Warren Buffett said Tuesday he voted against Kraft’s (KFT) proposal to issue 370 million new shares to finance its $16.5 billion hostile takeover bid for British candy maker Cadbury (CBY).
Berkshire Hathaway, the giant conglomerate run by billionaire Warren Buffett, owns about 138.3 million, or 9.4%, of Kraft’s shares. It says it is Kraft’s largest shareholder.
The news came on the same day that Kraft, the second largest food co. in the world with annual revenues of $42 billion, announced it was selling its North American frozen pizza business to Swiss food giant Nestle for $3.7 billion. Kraft said it would use the proceeds from that sale to increase the cash portion of its offer for Cadbury. Cadbury rejected the new bid saying that the cash alternative did little to improve Kraft’s offer, once again calling it “derisory.”
Here is the text of the statement released by Berkshire on Kraft’s proposal for authorization to issue 370 new shares which would facilitate the purchase of Cadbury.
“OMAHA, Neb.–January 05, 2010– Berkshire Hathaway Inc. (BRK.A; BRK.B): Berkshire Hathaway has voted “no” on Kraft’s proposal to authorize the issuance of up to 370 million shares to facilitate the acquisition of Cadbury. Berkshire, taking into account both its own holdings and those of its pension funds, believes that the 138,272,500 Kraft shares it owns — 9.4% of the total outstanding — make it the company’s largest shareholder.

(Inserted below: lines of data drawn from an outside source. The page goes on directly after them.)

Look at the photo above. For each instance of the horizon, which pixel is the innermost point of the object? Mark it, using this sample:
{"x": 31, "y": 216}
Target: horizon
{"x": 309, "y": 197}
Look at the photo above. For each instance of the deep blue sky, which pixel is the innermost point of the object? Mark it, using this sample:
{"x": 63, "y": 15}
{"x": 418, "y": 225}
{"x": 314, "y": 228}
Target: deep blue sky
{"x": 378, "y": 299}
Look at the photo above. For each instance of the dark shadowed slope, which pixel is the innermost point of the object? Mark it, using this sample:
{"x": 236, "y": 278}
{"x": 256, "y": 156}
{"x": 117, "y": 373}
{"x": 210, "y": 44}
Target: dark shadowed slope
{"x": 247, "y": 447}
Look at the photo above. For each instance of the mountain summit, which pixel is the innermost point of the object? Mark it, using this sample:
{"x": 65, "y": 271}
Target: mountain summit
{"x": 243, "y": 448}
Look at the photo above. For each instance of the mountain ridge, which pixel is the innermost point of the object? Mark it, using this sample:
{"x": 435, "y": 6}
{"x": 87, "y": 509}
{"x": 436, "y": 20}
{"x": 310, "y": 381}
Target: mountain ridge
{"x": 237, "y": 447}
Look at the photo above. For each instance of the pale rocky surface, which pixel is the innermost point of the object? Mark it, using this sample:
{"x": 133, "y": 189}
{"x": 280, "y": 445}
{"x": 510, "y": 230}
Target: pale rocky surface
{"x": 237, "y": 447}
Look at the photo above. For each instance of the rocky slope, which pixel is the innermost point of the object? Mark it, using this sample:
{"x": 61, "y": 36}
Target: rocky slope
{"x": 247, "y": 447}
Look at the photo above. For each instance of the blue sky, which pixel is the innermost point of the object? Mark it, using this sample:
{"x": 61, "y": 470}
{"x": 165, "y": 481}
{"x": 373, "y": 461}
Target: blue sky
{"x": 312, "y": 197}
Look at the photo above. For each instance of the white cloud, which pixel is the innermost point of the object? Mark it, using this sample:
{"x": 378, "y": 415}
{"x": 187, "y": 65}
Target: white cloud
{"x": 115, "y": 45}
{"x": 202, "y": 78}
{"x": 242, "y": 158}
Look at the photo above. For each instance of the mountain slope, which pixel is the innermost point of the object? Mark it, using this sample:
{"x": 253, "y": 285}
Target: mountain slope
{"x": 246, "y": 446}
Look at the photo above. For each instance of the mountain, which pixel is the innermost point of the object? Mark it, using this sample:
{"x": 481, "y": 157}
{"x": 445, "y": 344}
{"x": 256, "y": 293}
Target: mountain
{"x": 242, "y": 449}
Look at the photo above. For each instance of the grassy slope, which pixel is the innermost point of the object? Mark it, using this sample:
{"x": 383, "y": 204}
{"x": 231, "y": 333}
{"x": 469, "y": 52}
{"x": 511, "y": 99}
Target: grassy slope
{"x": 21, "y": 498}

The share-issuance proposal, if enacted, will give Kraft a blank check allowing it to change its offer to Cadbury — in any way it wishes — from the transaction presented to shareholders in the proxy statement. And we worry very much that, indeed, there will be an additional change from the revision announced this morning.
To state the matter simply, a shareholder voting “yes” today is authorizing a huge transaction without knowing its cost or the means of payment.
What we know with certainty, however, is that Kraft stock, at its current price of $27, is a very expensive “currency” to be used in an acquisition. In 2007, in fact, Kraft spent $3.6 billion to repurchase shares at about $33 per share, presumably because the directors and management thought the shares to be worth more.
Does the board now believe those purchases were a mistake and that Kraft’s true value is only the current price of $27 per share — and that it is therefore fine to structure a major acquisition based upon that price? Would the directors use stock as merger currency if the price were, say, $20 per share? Surely the true business value of what is given is as important as the true business value of what is received when an acquisition is being evaluated. We hope all shareholders will use this yardstick in deciding how to vote.
Our understanding is that Kraft must announce its final offer for Cadbury by January 19th. If we conclude at that point that the offer does not destroy value for Kraft shareholders, we will change our vote to “yes.”
At this time, however, we believe no shareholder should vote “yes” when he can’t possibly know what he is voting for.”